Surely, we must acknowledge that today there are a limited number of precision cancer medicine strategies that can be described as “a home run” (eg, BRAF inhibitors in metastatic melanoma) and far fewer as a “grand slam” (eg, targeting bcr-abl fusion in chronic myeloid leukemia).
To view precision cancer medicine in this manner completely misses the point. Simply stated, precision cancer medicine is not an event or a series of events and it is certainly not a day on the calendar. Rather, precision cancer medicine is a process, a conceptually powerful way to consider the scientific development of therapeutics in both preclinical and clinical evaluation and the subsequent delivery of treatments to individual patients with cancer.
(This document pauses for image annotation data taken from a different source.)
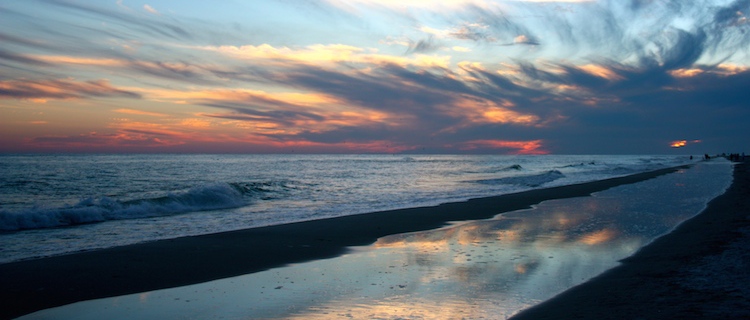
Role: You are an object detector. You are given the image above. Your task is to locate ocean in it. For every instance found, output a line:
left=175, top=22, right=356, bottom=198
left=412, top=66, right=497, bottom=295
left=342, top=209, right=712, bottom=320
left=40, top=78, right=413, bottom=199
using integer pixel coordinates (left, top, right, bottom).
left=0, top=154, right=698, bottom=263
The fundamental goal of precision cancer medicine is to permit antineoplastic therapy to be more precise by targeting molecularly defined abnormalities within the cancer or demonstrated differences between a patient’s cancer versus her/his normal cellular population. For the individual patient, the successful outcome of employing the process of precision cancer medicine will be a greater probability that the delivery of a given treatment program will result in a favorable clinical result (eg, improvement in survival, time to disease progression, decease in symptoms, improved quality of life) and a corresponding reduced probability that such treatment will only lead to therapy-related side effects (and no clinical benefit), compared with current management paradigms employed in a particular setting.
This process will certainly continue to be a key component of all future antineoplastic drug discovery paradigms. For example, provocative preliminary data reveal the cancers of patients most likely to achieve clinical benefit from CTLA-4 blockade possess a high mutation load, suggesting it may be possible in the future to select a patient population more likely to achieve a favorable outcome, and less likely to experience treatment-related harm in the absence of a realistic opportunity to attain clinical benefit.2
Investigative efforts within the precision cancer medicine sphere proceed from laboratory investigative efforts or possibly observations in a related clinical setting to subsequently explore the relevance in an individual patient or group of patients. While such research will never guarantee a favorable outcome or that a new more targeted delivery strategy will become a standard of care, the search for even more precise approaches to cancer management will simply not stop.
For instance, who could say today whether early provocative data3
suggesting that measuring estrogen receptor availability following fulvestrant therapy in patients with metastatic breast cancer has a predictive value that could ultimately be incorporated into a standard of care? But if the initial experience is not confirmed in future larger studies, this unfortunate outcome does not in any manner negate the precision medicine strategy to optimize disease management.